What’s in question is whether the other cities’ police dispatchers will be working alongside them.
The Largo Police Department plans to wait and see what the system looks like before making a decision, said agency spokesman Lt. Mike Loux.
Clearwater Police Chief Anthony Holloway was at Monday’s meeting but is still discussing the proposal with his staff, said Elizabeth Watts, Clearwater’s public safety spokeswoman. St. Petersburg police haven’t had enough time to make a decision, said spokesman Bill Proffitt.
In Pinellas Park, the city spent $2 million in 2011 for an integrated computer-aided dispatch system that is also part of the police department’s record system, with officers submitting their reports on it after they answer a call.
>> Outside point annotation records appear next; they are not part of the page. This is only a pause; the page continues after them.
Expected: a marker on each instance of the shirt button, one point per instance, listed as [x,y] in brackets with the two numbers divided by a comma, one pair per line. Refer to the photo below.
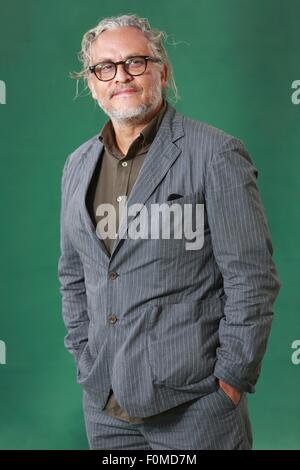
[112,319]
[112,275]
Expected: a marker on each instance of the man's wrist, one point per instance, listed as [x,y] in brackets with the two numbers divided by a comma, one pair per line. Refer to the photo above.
[233,393]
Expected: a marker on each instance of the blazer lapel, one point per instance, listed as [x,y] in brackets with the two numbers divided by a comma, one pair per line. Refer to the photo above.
[161,155]
[91,159]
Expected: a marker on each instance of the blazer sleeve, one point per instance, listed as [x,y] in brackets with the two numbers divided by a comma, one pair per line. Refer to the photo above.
[71,278]
[243,251]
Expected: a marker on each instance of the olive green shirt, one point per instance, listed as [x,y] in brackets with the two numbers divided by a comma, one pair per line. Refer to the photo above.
[114,177]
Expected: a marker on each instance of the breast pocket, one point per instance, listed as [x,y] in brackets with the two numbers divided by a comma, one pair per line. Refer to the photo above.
[180,224]
[182,341]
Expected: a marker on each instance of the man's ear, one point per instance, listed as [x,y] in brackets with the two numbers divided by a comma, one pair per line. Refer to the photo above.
[92,88]
[164,76]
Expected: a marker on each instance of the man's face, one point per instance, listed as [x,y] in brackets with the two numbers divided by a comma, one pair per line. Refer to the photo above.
[146,89]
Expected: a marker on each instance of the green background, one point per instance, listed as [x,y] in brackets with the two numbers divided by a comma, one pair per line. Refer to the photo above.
[234,63]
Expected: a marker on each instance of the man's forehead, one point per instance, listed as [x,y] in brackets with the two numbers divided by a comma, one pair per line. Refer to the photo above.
[120,44]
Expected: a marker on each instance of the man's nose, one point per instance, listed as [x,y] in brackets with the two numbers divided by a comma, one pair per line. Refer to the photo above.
[122,75]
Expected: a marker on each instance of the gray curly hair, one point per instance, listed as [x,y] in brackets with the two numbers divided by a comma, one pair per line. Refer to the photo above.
[156,43]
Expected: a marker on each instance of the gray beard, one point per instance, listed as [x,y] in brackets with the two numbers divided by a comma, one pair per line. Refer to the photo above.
[136,115]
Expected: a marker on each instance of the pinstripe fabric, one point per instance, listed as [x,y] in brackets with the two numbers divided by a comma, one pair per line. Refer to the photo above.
[211,422]
[183,317]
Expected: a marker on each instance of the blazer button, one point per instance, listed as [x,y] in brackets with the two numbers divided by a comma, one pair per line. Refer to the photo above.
[112,275]
[112,319]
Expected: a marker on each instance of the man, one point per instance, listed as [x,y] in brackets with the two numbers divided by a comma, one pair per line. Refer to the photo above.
[167,340]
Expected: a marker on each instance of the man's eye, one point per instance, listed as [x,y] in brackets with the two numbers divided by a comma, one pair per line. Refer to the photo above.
[105,67]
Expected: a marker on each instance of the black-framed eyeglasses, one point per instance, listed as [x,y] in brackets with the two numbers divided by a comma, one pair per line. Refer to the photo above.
[135,65]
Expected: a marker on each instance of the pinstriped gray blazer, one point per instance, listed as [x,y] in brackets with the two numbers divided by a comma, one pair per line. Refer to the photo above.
[183,317]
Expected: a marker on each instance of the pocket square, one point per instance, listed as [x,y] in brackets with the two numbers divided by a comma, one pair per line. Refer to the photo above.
[173,196]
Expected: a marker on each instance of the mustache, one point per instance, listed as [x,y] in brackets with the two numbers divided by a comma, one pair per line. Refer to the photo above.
[124,88]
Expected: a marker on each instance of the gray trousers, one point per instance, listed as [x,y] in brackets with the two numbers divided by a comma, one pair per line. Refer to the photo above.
[210,422]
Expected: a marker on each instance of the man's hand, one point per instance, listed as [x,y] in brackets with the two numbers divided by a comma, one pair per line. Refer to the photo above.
[233,393]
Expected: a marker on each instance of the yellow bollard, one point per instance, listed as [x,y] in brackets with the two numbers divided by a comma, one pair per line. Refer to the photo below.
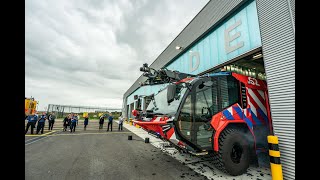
[274,153]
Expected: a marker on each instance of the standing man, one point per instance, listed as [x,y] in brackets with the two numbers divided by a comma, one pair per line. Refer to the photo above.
[69,121]
[65,123]
[41,122]
[101,122]
[86,121]
[32,119]
[110,121]
[120,123]
[73,123]
[51,119]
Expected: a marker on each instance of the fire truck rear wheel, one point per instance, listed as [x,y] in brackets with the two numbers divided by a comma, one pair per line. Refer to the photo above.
[233,156]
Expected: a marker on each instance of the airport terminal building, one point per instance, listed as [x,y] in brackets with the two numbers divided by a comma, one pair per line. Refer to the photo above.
[251,37]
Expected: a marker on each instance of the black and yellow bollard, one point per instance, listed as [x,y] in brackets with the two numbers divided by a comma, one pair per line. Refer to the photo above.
[274,153]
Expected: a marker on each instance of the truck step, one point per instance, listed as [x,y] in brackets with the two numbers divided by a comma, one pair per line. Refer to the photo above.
[198,153]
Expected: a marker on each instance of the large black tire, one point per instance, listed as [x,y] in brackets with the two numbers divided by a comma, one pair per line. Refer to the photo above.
[233,156]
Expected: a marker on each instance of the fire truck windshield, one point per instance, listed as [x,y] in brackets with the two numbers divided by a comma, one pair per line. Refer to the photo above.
[160,105]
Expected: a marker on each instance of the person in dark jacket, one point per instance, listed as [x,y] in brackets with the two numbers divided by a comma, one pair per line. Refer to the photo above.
[69,120]
[73,123]
[32,119]
[110,119]
[41,122]
[101,122]
[51,119]
[86,121]
[65,123]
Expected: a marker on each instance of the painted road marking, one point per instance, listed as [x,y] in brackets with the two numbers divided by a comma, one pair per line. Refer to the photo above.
[88,134]
[40,134]
[36,135]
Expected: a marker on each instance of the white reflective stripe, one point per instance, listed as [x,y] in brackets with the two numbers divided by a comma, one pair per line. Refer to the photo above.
[261,94]
[173,136]
[157,119]
[258,101]
[230,110]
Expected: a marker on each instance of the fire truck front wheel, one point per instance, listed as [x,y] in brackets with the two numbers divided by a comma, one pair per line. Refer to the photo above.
[233,156]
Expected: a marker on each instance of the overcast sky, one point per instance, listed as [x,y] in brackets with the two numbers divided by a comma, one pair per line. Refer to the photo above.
[88,52]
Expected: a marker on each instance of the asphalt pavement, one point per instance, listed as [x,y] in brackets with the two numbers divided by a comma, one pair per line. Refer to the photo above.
[98,154]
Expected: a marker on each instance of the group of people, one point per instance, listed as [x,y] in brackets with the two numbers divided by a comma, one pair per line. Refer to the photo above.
[71,121]
[35,119]
[110,121]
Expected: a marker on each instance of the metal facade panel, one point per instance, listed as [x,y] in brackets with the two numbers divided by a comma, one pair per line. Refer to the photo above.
[278,47]
[211,15]
[217,47]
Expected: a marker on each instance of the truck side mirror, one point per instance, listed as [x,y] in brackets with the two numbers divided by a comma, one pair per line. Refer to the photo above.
[171,91]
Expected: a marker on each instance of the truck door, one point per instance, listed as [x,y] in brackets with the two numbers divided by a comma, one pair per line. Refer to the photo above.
[206,105]
[184,122]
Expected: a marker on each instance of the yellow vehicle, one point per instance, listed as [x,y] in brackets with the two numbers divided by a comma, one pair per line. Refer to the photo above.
[30,106]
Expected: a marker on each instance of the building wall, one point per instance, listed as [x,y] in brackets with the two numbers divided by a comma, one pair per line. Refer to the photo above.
[277,29]
[276,19]
[208,18]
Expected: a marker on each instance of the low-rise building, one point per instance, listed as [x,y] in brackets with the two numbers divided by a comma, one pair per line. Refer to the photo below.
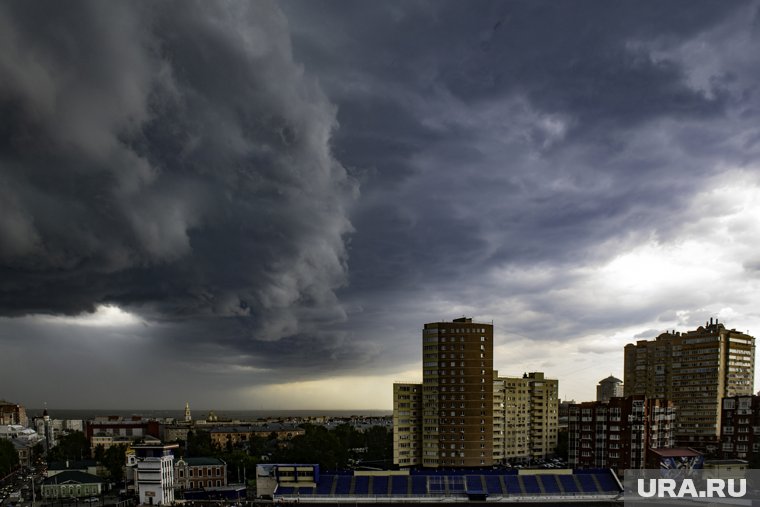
[235,435]
[197,473]
[85,466]
[616,434]
[72,484]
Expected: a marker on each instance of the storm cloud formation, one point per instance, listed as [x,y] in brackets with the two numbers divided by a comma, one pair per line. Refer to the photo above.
[285,192]
[171,157]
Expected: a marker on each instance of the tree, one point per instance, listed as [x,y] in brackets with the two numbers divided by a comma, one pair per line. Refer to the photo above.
[8,457]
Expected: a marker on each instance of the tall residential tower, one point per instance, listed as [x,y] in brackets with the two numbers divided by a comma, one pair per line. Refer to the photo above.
[694,370]
[455,424]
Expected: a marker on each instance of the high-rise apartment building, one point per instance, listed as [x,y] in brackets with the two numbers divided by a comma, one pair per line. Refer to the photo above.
[407,424]
[617,433]
[694,370]
[740,428]
[610,387]
[456,427]
[526,411]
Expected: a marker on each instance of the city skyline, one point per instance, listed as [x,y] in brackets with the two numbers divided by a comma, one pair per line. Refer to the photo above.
[258,205]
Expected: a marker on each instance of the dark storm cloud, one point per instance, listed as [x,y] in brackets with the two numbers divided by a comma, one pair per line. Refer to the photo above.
[170,157]
[523,135]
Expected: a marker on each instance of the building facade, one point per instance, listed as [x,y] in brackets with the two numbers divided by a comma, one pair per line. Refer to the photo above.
[197,473]
[694,370]
[610,387]
[740,428]
[526,417]
[457,395]
[155,473]
[72,484]
[12,413]
[616,434]
[224,436]
[407,424]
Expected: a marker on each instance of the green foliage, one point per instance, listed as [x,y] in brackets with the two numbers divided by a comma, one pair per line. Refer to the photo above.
[8,457]
[73,447]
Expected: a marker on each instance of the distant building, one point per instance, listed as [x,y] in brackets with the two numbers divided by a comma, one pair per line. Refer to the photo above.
[117,430]
[526,417]
[407,424]
[678,458]
[85,466]
[457,397]
[24,440]
[155,473]
[236,435]
[616,434]
[695,370]
[740,427]
[197,473]
[12,413]
[72,484]
[610,387]
[53,429]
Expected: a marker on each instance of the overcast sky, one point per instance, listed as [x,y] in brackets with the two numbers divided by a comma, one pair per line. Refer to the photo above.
[259,204]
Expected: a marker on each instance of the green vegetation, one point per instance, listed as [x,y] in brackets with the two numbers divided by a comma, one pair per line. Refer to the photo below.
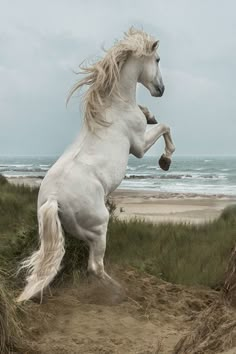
[186,254]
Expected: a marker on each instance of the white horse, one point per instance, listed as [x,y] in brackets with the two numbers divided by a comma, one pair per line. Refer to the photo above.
[73,193]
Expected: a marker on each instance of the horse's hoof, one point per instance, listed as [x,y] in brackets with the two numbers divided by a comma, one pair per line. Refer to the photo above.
[164,163]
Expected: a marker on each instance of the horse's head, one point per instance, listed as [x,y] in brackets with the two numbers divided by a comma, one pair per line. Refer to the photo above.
[150,75]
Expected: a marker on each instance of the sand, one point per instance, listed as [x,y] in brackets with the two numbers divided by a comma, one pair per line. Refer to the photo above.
[151,318]
[159,207]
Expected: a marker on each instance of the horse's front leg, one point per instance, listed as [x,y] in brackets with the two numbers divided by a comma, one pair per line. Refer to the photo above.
[153,135]
[149,115]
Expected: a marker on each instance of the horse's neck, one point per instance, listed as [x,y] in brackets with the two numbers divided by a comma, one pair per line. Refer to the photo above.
[127,84]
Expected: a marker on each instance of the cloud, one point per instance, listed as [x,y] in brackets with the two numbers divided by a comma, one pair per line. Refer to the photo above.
[41,43]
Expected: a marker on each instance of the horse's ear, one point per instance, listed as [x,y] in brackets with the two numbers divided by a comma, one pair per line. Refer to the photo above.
[155,45]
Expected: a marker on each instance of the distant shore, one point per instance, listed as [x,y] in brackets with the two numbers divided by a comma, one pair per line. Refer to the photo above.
[158,206]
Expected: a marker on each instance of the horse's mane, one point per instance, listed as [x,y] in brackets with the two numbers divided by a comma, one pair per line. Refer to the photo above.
[103,76]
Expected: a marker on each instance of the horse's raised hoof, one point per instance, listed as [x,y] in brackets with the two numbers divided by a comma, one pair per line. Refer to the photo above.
[164,163]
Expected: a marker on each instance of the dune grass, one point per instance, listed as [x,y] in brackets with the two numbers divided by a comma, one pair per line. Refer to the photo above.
[186,254]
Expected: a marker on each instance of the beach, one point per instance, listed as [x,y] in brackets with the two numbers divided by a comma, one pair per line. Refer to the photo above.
[158,207]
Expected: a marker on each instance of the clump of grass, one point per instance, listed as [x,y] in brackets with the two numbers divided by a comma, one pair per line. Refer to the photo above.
[214,331]
[10,328]
[184,254]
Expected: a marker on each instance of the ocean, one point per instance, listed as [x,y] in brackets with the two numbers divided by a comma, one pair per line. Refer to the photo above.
[188,174]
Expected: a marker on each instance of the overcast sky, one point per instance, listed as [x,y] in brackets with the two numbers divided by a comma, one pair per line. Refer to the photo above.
[42,42]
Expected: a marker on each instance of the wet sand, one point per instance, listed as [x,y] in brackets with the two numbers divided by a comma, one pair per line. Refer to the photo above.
[159,207]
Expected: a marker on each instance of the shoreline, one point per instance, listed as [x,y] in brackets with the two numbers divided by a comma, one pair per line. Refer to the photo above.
[158,207]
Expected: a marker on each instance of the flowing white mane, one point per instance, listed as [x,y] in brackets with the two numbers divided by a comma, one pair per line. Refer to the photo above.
[103,76]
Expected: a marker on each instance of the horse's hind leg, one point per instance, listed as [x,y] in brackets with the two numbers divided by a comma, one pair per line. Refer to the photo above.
[97,247]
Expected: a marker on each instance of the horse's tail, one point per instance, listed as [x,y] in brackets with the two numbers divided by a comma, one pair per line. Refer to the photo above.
[44,264]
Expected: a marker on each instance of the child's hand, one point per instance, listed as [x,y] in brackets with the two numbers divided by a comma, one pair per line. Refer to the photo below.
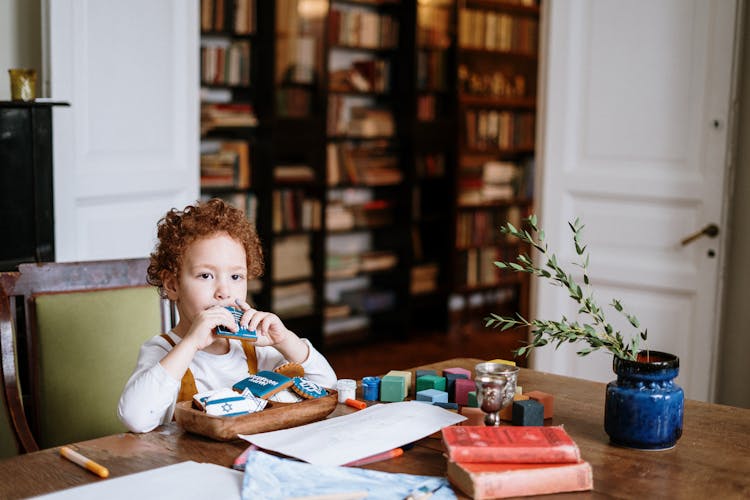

“A lot of money we just spent would be for naught,” said Capt. Sanfield Forseth. Still, Pinellas Park Police Chief Dorene Thomas expected to discuss the regional system with other chiefs, to see what their perspectives are, before making a decision.
As of now, the sheriff dispatches for 16 of the 24 municipalities in Pinellas County – the 13 small municipalities that contract with the sheriff for police protection, plus four that have managed to hang on to their small police departments: Kenneth City, Belleair, Gulfport and Indian Shores.
At Monday’s meeting, those in attendance were given a broad framework of the regional system. It touched on, among other things, which city employees would be able to keep their jobs if the departments they work for went with the sheriff’s office. Police dispatchers could stay with their departments, but anyone else in communications would have to find other jobs.
Gualtieri said he cannot make the cities give up their dispatch systems.
“If the cities don’t join, I have no control over it,” he said.
In any event, the current system is antiquated and out of step with what’s been happening in other parts of the state and the United States.
“It’s inefficient and it’s cost-prohibitive,” he said.
“You have to tell your story a minimum of twice to two different people, and that’s not right,” the sheriff said. “A consolidated communication system is the way to go.”
And there’s no doubt money will be saved through the streamlined process, Gualtieri said. It’s just too early to saw how much exactly.